THE LISTED DOCUMENTS

838. A very instructive case on the subject is Kashinath Dikshita v. Union of India decided on 15.5.1986 and reported in AIR 1986 SC 2118; (1986)3 SCC 229. In this case, where the appellant was a Supdt. of Police, the controversy centred around whether there had been violation of principles of natural justice by reason of: :
(i) failure to supply copies of statements of witnesses recorded ex parte at the pre-inquiry stage; and
(ii) the failure to supply copies of the documents on which reliance was placed by the Department to establish the charges before the enquiry commenced.
On the first issue, the Supreme Court held that the appellant was entitled to full copies of statements of witnesses recorded during investigation or preliminary enquiry
On the second issue, the Supreme Court again held that the appellant was entitled to full copies of the listed documents, i.e., the documents on which reliance was being placed by the department to prove the charges. The Supreme Court also did not approve the approach of the Department in not allowing his request that he may be allowed help of his P.A. to take extracts during inspection of listed documents.

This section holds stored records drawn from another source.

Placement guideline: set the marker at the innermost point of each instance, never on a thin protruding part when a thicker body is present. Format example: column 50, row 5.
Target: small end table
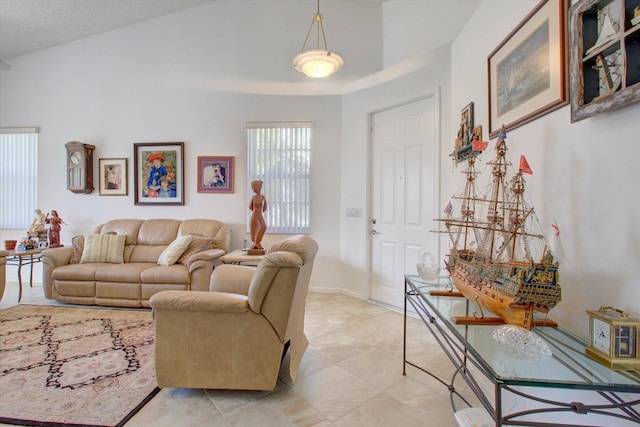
column 21, row 258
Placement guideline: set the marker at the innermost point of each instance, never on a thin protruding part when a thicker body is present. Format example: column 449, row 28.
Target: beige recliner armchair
column 234, row 336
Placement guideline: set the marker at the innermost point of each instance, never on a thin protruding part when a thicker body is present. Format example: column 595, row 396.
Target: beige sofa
column 70, row 277
column 235, row 336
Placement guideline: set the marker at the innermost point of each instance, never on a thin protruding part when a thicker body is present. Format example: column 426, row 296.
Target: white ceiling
column 30, row 25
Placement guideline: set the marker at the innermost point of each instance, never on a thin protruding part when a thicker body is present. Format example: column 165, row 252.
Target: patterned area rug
column 74, row 366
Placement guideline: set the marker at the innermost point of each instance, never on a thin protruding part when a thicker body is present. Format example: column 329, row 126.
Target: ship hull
column 490, row 295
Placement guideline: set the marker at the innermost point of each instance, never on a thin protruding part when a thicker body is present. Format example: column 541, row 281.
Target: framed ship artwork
column 528, row 70
column 159, row 173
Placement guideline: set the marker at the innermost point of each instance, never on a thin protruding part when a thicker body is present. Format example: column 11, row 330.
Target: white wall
column 180, row 78
column 425, row 76
column 583, row 175
column 186, row 77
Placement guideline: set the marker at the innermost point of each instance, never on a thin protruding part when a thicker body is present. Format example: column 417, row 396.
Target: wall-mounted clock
column 614, row 338
column 80, row 167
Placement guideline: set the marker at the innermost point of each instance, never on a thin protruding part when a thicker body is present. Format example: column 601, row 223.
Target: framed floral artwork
column 215, row 174
column 159, row 173
column 113, row 177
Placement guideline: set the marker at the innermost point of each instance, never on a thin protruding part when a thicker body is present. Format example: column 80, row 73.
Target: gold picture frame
column 528, row 70
column 113, row 177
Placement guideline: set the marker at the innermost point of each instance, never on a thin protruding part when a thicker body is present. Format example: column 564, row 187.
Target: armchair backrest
column 278, row 289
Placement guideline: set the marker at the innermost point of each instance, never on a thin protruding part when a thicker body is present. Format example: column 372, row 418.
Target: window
column 279, row 154
column 19, row 177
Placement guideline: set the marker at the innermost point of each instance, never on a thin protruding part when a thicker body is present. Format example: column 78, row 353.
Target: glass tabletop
column 568, row 367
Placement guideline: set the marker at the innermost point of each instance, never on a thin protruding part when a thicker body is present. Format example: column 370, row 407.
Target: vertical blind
column 19, row 177
column 279, row 154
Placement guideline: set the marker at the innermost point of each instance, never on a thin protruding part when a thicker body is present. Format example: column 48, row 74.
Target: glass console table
column 566, row 389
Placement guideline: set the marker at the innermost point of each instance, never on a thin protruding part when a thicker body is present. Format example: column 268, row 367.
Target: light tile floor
column 351, row 375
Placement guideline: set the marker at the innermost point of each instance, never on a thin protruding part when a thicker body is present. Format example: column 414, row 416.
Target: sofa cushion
column 125, row 273
column 168, row 275
column 103, row 248
column 79, row 272
column 170, row 255
column 78, row 247
column 198, row 244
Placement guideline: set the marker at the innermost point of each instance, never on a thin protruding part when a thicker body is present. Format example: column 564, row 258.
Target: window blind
column 19, row 177
column 279, row 154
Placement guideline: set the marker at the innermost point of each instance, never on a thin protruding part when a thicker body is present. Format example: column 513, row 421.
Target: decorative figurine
column 258, row 226
column 54, row 230
column 37, row 226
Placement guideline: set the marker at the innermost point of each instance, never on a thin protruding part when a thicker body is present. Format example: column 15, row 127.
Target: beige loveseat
column 235, row 336
column 69, row 275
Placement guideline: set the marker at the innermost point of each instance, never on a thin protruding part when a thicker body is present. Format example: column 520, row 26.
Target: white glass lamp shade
column 318, row 63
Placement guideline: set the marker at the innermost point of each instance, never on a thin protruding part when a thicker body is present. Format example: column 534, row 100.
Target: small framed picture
column 215, row 174
column 114, row 180
column 159, row 173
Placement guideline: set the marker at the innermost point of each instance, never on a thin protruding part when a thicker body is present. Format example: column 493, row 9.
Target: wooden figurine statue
column 258, row 226
column 55, row 226
column 38, row 225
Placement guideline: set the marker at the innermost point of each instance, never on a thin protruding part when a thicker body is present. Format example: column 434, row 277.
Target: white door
column 405, row 159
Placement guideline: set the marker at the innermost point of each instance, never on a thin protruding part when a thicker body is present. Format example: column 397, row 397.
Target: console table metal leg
column 31, row 271
column 404, row 332
column 19, row 278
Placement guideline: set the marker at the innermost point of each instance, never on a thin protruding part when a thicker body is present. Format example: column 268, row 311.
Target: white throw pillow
column 175, row 250
column 103, row 248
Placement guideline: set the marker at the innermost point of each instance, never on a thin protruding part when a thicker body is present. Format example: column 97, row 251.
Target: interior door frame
column 437, row 135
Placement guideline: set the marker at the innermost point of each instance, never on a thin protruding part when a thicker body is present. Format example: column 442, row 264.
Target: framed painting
column 159, row 173
column 528, row 70
column 215, row 174
column 113, row 177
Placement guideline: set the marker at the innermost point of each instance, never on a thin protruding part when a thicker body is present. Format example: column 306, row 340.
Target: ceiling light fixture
column 317, row 63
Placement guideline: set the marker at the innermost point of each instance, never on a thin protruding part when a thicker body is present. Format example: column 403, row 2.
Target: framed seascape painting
column 215, row 174
column 114, row 180
column 159, row 173
column 528, row 70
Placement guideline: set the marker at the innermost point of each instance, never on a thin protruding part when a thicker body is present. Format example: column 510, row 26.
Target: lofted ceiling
column 30, row 25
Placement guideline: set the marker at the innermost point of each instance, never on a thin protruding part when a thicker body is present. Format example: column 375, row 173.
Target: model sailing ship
column 498, row 257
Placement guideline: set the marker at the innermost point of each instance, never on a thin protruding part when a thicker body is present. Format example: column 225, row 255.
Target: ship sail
column 498, row 256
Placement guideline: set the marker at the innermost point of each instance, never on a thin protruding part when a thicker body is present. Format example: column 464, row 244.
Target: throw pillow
column 103, row 248
column 198, row 244
column 78, row 247
column 170, row 255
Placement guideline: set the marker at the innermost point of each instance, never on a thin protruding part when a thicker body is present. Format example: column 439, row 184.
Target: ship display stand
column 566, row 388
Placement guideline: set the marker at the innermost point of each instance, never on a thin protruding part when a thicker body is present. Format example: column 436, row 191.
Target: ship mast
column 468, row 204
column 499, row 171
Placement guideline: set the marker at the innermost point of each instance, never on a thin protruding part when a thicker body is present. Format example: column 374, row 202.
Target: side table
column 240, row 257
column 21, row 258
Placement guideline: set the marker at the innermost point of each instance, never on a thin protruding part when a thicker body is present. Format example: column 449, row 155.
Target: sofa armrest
column 219, row 302
column 52, row 258
column 57, row 256
column 232, row 278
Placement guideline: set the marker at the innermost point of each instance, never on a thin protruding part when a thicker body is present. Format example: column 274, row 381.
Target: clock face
column 76, row 157
column 601, row 335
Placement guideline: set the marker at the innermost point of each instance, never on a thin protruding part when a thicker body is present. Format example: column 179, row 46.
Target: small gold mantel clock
column 614, row 338
column 79, row 167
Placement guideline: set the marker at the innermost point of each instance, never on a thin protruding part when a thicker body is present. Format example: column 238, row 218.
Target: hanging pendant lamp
column 317, row 63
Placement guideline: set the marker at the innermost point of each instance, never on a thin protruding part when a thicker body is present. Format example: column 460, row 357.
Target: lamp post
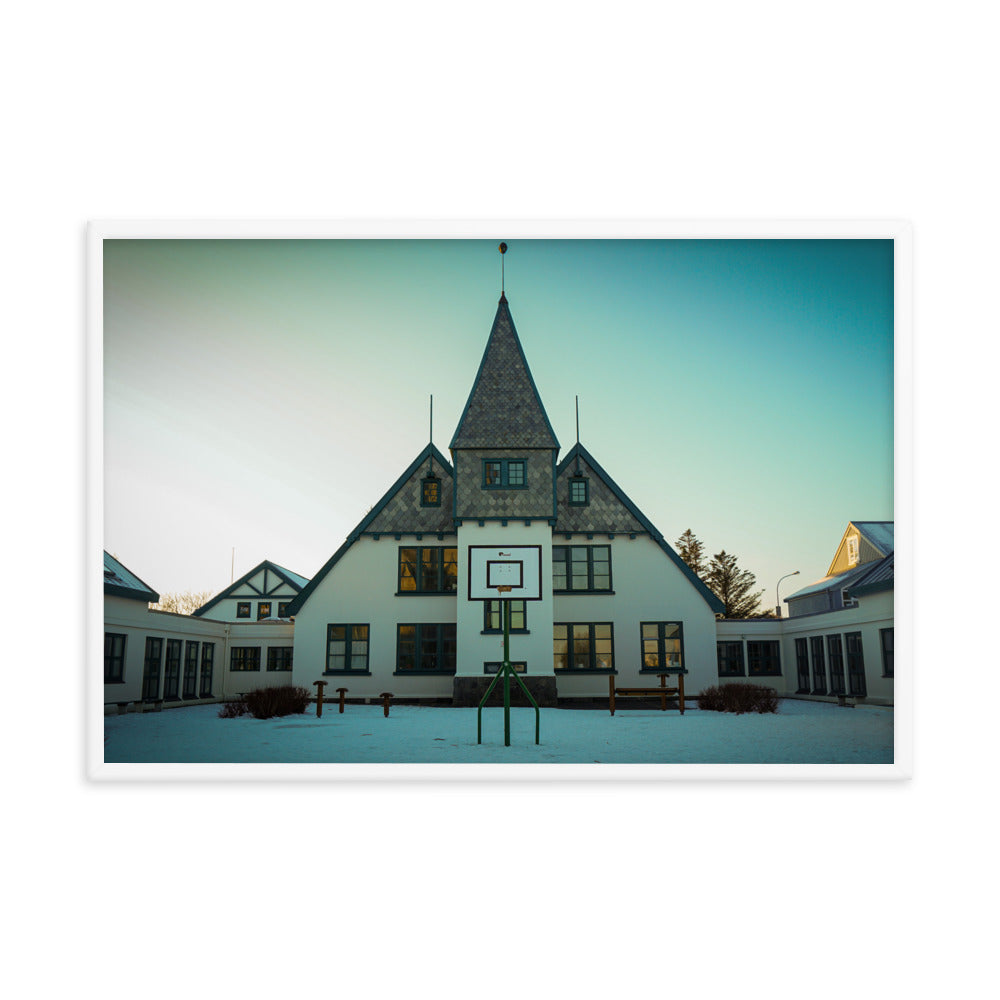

839. Consequently, the Apex Court held that it had resulted in failure of natural justice and vitiated the departmental proceedings. The Court quashed the order of dismissal from service passed in 1967 and also directed that no further proceedings be held, as the appellant had retired in superannuation in 1983.

840. The following quotation from the judgment will be found to be very instructive: “When a Government servant is facing a disciplinary proceeding, he is entitled to be afforded a reasonable opportunity to meet the charges against him in an effective manner . And no one facing a departmental inquiry can effectively meet the charges unless the copies of the relevant statements and documents to be used against him are made available to him. In the absence of such copies, how can the concerned employee prepare his defence, cross-examine the witnesses, and point out the inconsistencies with a view to show that the allegations are incredible. It is difficult to comprehend why the disciplinary authority assumed an intransigent posture and refused to furnish the copies notwithstanding the specific request made by the appellant in this behalf. Perhaps the disciplinary authority made it a prestige issue. If only the disciplinary authority had asked itself the question: “What is the harm in making available the material?” and weighs the pros and cons, the disciplinary authority could not reasonably have adopted such a rigid and adamant attitude.”

841. It is hoped that the disciplinary authorities/inquiry officers shall take message of the Supreme Court and rather than taking the posture “Why should I allow" adopt the attitude “What is the harm in making available the material?” A rigid and adamant attitude must be avoided and the approach of the disciplinary authority should be guided by reasonableness.